Comportement sous irradiation des verres d’aluminosilicate

LES DÉCHETS RADIOACTIFS EN FRANCE

L’industrie nucléaire française génère près de 78% de la production électrique du pays. L’utilisation de l’énergie nucléaire contribue à la réduction de l’effet de serre mais produit aussi des déchets radioactifs. En 2015, d’après l’Agence nationale pour la gestion des déchets radioactifs (Andra, 2015), le secteur électronucléaire a produit 58 % du volume de l’ensemble des déchets radioactifs français, le reste de la production correspondant aux secteurs de la recherche (29 %), de la défense (9 %), des industries non nucléaires (3 %) et du médical (1 %).

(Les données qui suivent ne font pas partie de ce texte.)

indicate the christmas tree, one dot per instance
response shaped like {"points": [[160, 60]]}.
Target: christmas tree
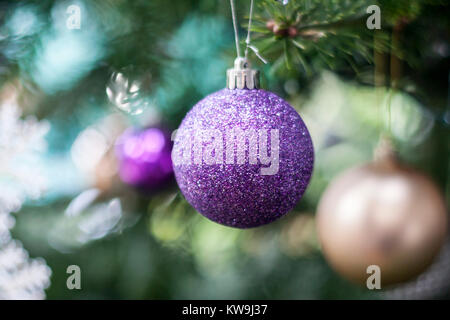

LA VITRIFICATION DES DÉCHETS DE HAUTE ACTIVITÉ 

Les combustibles UOx sont composés d’oxydes d’uranium (95 %), de plutonium (1%), de produits de fissions issus des réactions de fission (4 %) et d’actinides mineurs (0,1 %) créés par captures neutroniques. En France, ce type de combustible usé est retraité afin de séparer les produits de fission et les actinides mineurs, de l’uranium et du plutonium qui sont réutilisés pour fabriquer les combustibles MOx . Les produits de fissions et actinides mineurs constituent les déchets dits de haute activité (HA), les déchets MA-VL étant principalement des déchets secondaires contaminés par ces derniers. En France, la gestion de ces déchets MA-VL et HA repose sur le confinement des radioéléments. Ces derniers sont destinés à un stockage en couche géologique afin de limiter la dissémination des radionucléides dans l’environnement. Pour les déchets HA, ces radionucléides sont confinés au sein de la structure d’une matrice vitreuse choisie pour son taux d’incorporation et sa résistance face à l’irradiation et à la lixiviation à long terme. Ce verre, appelé R7T7 du nom des ateliers de vitrification de l’usine de La Hague dans lesquels il est produit, est un verre de borosilicates complexe composé d’une trentaine d’oxydes.

CONTEXTE DE LA THÈSE 

Le but de cette thèse est d’étudier le comportement sous irradiation de nouvelles matrices de confinement développées pour des déchets mixtes de moyenne activité à vie longue (MA-VL). Ces déchets sont notamment constitués de métaux et d’organiques contaminés par des actinides (uranium et plutonium). La matrice destinée à confiner ces déchets sera élaborée à une température comprise entre 1250 et 1450°C dans un creuset à base carbone. Le procédé utilisé impose ces températures d’élaboration afin d’obtenir une bonne viscosité de la fonte et d’éviter la volatilisation de certaines espèces. Le milieu est fortement réducteur avec la présence de métal et du carbone du creuset. Le matériau final devrait être principalement constitué de deux phases : une phase métallique et une phase vitreuse d’aluminosilicates qui incorporera les actinides (Figure 1). De nombreuses interrogations se posent sur les phénomènes qui peuvent apparaitre lors de cette élaboration complexe, notamment sur l’homogénéité du matériau, la cristallisation au refroidissement et la répartition des actinides. L’adjuvant de vitrification utilisé lors de ce procédé est une fritte de verre de type sodocalcique.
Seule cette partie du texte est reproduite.